Cependant, cette politique en faveur de la compétitivité a un coût non négligeable, d'autant plus que les allègements de cotisation ont connu une dynamique forte ces dernières années - ils atteignent ainsi 73 milliards d'euros en 2022, soit une augmentation de 13,1 % par rapport à 2021 -, au point que l'Urssaf évoque un « effet d'emballement ». Lors de nos auditions, certains représentants syndicaux ont été jusqu'à estimer que ces allègements étaient devenus « le troisième budget de l'État », après le remboursement de la dette et l'enseignement scolaire. Cette assertion, discutable sur le plan comptable, invite cependant à prendre la mesure de cette dépense sociale et doit nous inciter à être d'autant plus exigeants sur son efficacité.
Cette exigence a récemment nourri de nombreux travaux, scientifiques et parlementaires, ayant trait aux réductions de cotisations pour les salaires au-dessus de 2,5 Smic. Il semble qu'un consensus s'installe concernant le peu d'effet sur l'emploi et sur la compétitivité d'une telle mesure appliquée à ce niveau de rémunération.

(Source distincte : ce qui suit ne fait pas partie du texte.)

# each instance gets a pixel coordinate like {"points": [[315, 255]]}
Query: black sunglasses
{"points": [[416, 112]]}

Néanmoins, nos auditions nous ont permis de constater qu'il fallait être prudent en matière d'évolution du système d'exonérations de cotisations sociales, car les conséquences des évolutions de taux peuvent être très diverses selon les branches professionnelles. En définitive, les allègements ont un fort effet cliquet : il est difficile de revenir sur une mesure sans mettre à mal certains secteurs. Aussi, nous proposons de renforcer l'évaluation des allègements de cotisations patronales à l'avenir, et d'envisager systématiquement l'effet des évolutions au sein des différents types de branches professionnelles, selon des objectifs précis, tels que le soutien à l'emploi ou le renforcement de la compétitivité ou de la productivité.
Cet appel à la prudence ne saurait conduire à l'immobilisme, et une évolution du système des allègements de cotisations nous semble souhaitable, notamment pour renforcer la progressivité du coût salarial. En effet, les effets de seuil propres aux allègements peuvent participer à freiner les augmentations salariales du côté de l'employeur, et parfois même du salarié.
Le coût salarial, qui détermine le coût pour l'employeur nécessaire afin d'augmenter d'un euro le salaire d'un individu, est révélateur des freins que subissent les employeurs. Par exemple, afin d'augmenter de 100 euros net un salarié qui est rémunéré à 1,2 Smic, un employeur doit y consacrer 580 euros, contre seulement 174 euros pour un salarié rémunéré à hauteur de 1,6 Smic du fait du profil des allègements.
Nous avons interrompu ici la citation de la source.